An Amgen Inc. lung cancer drug, sotorasib, targets an aggressive genetic mutation called KRAS. In the Phase II trial, this drug has shown to provide durable clinical benefit with pretreated non-small cell lung cancer (NSCLC) who harbors KRAS p.G 12C mutations. Sotorasib is the first-in-class small molecule that specifically and irreversibly inhibits KRAS p.G 12C. This international study enrolled 120 cancer patients excluding those with untreated active brain metastases. About 80% of patients’ disease responded to treatment or remained stable.
In this trial, the enrolled patients were followed for a median period of 12.2 months and of these, 46 patients experienced a confirmed response. This results in an objective response rate of 37.1 percent. Dr Bob Li, who led the Phase II study said, “This is a historic milestone in lung cancer therapy. After four decades of scientific efforts in targeting KRAS, sotorasib has potential to be the first targeted treatment option for this patient population with a high unmet need.”

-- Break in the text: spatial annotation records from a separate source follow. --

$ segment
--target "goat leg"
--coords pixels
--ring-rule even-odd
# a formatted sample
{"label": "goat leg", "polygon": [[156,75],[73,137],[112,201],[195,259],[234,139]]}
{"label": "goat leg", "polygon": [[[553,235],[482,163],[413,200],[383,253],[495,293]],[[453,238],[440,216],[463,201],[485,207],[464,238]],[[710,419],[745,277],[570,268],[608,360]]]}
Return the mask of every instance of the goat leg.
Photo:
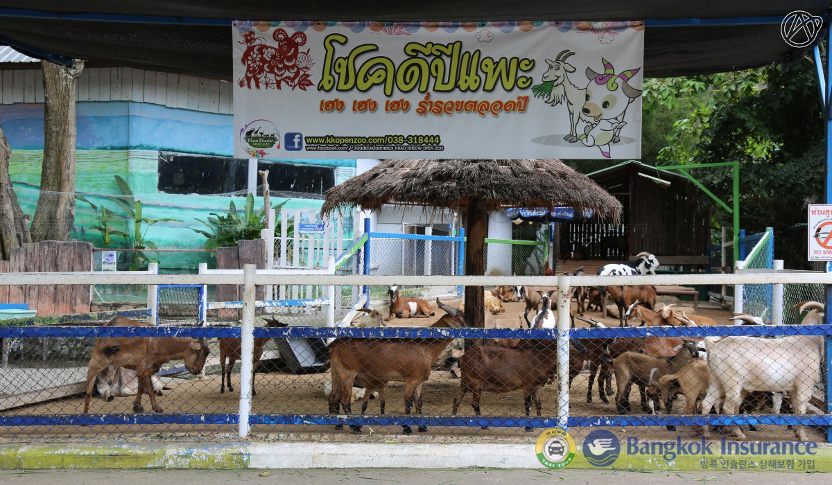
{"label": "goat leg", "polygon": [[[532,412],[532,393],[528,392],[527,390],[523,391],[522,403],[523,407],[526,408],[526,418],[530,418]],[[525,429],[526,431],[534,431],[534,427],[526,426],[523,428],[523,429]]]}

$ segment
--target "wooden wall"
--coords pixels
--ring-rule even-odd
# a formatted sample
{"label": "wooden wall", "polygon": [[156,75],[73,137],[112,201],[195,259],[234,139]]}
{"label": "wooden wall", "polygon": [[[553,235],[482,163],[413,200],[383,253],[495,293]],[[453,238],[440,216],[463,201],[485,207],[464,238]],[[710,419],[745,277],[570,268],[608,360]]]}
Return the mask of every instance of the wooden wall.
{"label": "wooden wall", "polygon": [[[43,73],[37,69],[0,71],[0,102],[43,102]],[[131,67],[84,69],[79,101],[131,101],[210,113],[233,112],[231,83]]]}
{"label": "wooden wall", "polygon": [[[92,270],[92,245],[82,241],[45,240],[12,251],[0,261],[0,273],[71,272]],[[0,285],[0,303],[25,303],[37,316],[88,313],[92,300],[90,285]]]}

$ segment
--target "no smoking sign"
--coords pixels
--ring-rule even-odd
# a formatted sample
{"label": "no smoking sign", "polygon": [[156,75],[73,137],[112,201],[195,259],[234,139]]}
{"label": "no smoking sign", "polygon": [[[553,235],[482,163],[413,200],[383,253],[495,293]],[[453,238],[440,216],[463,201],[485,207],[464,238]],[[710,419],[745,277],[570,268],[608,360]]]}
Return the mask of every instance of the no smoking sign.
{"label": "no smoking sign", "polygon": [[809,206],[809,260],[832,261],[832,204]]}

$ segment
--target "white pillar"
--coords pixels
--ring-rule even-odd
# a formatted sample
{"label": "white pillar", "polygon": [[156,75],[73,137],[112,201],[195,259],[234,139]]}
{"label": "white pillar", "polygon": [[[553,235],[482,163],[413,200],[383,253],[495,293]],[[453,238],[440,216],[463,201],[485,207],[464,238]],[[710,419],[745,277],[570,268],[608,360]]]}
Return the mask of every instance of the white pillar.
{"label": "white pillar", "polygon": [[257,159],[250,158],[249,159],[249,180],[248,180],[248,191],[250,194],[257,195]]}
{"label": "white pillar", "polygon": [[[327,262],[327,268],[329,269],[330,275],[335,274],[335,258],[334,256],[329,256]],[[326,287],[326,298],[329,300],[329,304],[326,305],[327,327],[335,326],[335,304],[338,303],[335,301],[335,288],[334,285],[329,285]]]}
{"label": "white pillar", "polygon": [[[149,263],[147,265],[147,272],[151,275],[159,274],[159,263]],[[158,318],[159,301],[158,294],[156,293],[159,286],[156,285],[147,285],[147,308],[151,309],[151,314],[147,315],[148,324],[156,324],[156,319]]]}
{"label": "white pillar", "polygon": [[[488,214],[488,239],[512,239],[512,220],[504,212]],[[512,275],[512,245],[488,243],[485,261],[485,274],[496,270],[508,276]]]}
{"label": "white pillar", "polygon": [[254,372],[255,274],[257,266],[243,265],[243,323],[240,344],[240,438],[249,435],[249,415],[251,413],[251,380]]}
{"label": "white pillar", "polygon": [[[783,260],[775,260],[775,273],[783,269]],[[783,324],[783,285],[771,285],[771,323],[775,325]]]}
{"label": "white pillar", "polygon": [[569,418],[569,276],[557,277],[557,427]]}

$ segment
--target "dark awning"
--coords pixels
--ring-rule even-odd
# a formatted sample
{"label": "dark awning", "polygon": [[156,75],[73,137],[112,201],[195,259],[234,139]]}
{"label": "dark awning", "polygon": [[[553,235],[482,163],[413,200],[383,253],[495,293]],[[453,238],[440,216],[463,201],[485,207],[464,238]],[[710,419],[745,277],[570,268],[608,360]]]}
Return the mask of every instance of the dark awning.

For the treatment of KRAS-mutated lung cancer, these findings are a significant advance in the field. Almost all the patients in the study had received prior treatment with either chemotherapy or with immunotherapy drugs, while 80% of them had received both. Amgen has filed for approvals with regulators in six countries. If approved, sotorasib will be the first direct inhibitor of the mutation. While Amgen is the first to reach regulators with KRAS-blocking drug, other companies are also following close behind.
More clinical trials of sotorasib alone as well as in combination with other type of cancer drugs are also ongoing with the purpose to benefit more patients.